Membership Eligibility 

If you do not directly meet the eligibility criteria of a credit union’s field of membership, there is no need to panic. You may still be able to join a credit union by way of your charitable support or affiliation with one of the organizations related to their membership. PenFed is just one example.

There are many ways to become a member of PenFed, which includes eligibility through employment, association membership, or volunteerism. And if you are not eligible to join in this manner, you can still become a PenFed member through the following organizations: National Military Family Association or Voices for America’s Troops.

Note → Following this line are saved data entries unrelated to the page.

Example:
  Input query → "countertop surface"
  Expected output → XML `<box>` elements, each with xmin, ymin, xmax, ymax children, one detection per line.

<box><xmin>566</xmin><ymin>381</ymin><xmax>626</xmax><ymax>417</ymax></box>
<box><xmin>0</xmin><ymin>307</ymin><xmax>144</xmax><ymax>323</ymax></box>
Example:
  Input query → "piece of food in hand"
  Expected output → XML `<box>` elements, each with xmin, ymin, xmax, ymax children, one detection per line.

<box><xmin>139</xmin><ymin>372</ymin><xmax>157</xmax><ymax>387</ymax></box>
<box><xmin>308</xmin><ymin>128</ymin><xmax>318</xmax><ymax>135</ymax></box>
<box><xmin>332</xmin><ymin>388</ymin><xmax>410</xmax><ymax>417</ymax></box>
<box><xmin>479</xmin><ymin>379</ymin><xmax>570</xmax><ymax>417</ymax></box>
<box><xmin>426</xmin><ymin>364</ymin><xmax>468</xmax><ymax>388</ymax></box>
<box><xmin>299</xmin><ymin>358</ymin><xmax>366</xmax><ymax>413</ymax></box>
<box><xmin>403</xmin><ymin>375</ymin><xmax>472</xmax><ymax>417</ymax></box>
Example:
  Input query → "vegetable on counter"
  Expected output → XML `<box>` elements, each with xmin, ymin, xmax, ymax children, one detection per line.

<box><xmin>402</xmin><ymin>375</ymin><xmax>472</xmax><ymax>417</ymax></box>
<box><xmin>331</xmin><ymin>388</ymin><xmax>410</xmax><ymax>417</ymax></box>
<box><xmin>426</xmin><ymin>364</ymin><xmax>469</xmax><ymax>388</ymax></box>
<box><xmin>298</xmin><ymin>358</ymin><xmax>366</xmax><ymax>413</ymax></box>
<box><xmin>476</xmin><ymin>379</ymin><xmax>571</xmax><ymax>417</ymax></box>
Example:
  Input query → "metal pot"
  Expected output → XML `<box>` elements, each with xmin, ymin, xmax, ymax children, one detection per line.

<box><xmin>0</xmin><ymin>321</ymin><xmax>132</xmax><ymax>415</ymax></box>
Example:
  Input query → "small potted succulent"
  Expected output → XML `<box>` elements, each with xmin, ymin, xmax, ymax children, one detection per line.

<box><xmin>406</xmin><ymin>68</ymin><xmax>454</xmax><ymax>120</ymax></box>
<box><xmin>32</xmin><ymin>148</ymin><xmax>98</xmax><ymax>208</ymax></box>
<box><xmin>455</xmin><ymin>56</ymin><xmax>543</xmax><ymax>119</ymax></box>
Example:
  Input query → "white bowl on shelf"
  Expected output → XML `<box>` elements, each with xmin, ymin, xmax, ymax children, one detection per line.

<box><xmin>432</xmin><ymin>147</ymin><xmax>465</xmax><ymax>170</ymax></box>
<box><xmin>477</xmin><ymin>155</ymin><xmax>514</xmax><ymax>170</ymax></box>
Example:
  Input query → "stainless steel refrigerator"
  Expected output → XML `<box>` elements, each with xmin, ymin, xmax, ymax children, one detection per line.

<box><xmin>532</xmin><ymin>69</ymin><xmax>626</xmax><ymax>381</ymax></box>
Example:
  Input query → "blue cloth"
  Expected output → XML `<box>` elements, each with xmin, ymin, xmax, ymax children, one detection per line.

Rates and fees. When you join a credit union, you’re not just there to make money for the credit union—you’re now part-owner of an organization that is dedicated to serving its members. This difference in purpose colors everything credit unions do. Because credit unions are not in this for the money, you’ll find they oftentimes offer better rates and fewer fees than banks.

Credit unions are usually small, local organizations. Credit unions are typically smaller than banks, though this doesn’t mean that they’re microscopic. Large credit unions can have hundreds of thousands of members and PenFed, in particular, serves over 1.2 million members, worldwide, but that’s still a far cry from the country’s biggest banks.

Smaller size can also mean fewer branches too. This may seem like a downside, but it tends to mean credit union members get more personalized service when they visit a branch. Most credit unions are local organizations, with branch offices and ATMs located where they’re most convenient for members. Since a branch may not be located on every corner, this again may seem like a downside if you visit an ATM every day; however for most people who bank online and use debit or credit cards for many transactions, fewer branches might not be a noticeable detriment.

Credit unions are just as safe as banks. Even though they are not called banks, your money’s still secure at a credit union. All federally insured credit unions are regulated by the government’s National Credit Union Association (NCUA), where you can even look up information about a credit union’s financial health. Through NCUA’s Share Insurance Fund (NCUASIF), every account at a federal credit union is insured up to $250,000, just like it would be at a bank—and no member has ever lost money insured by the NCUASIF.

Should you join a credit union? If you’re considering joining a credit union, we recommend that you do the math. Look into interest rates and fees at both the credit union and your bank for whatever sorts of accounts you’re interested in. Because of the not-for-profit goal of credit unions, we’re pretty confident that if you look at the numbers you’ll find credit unions make good financial sense.

But you should also be sure to consider that a credit union is likely to have fewer branch and ATM locations, which can be problematic if you’re a frequent ATM-visitor. When you’re looking at the numbers, you should be sure to also consider how often you visit the ATM to get cash and work fees into your math. However, you should bear in mind that many credit unions will have a network of ATMs that you can access without fees, and some credit unions go even further and reimburse ATM fees you might wind up paying.

A credit union has your best interests in mind. We still think that the math will come out in favor of credit unions, but it’s important that you take the time to consider all the angles before you make a decision. In the end, we think it comes down to who your financial institution is working for.

With credit unions, you can always be assured that they’re working for their members. And that comes down to better service and lower costs.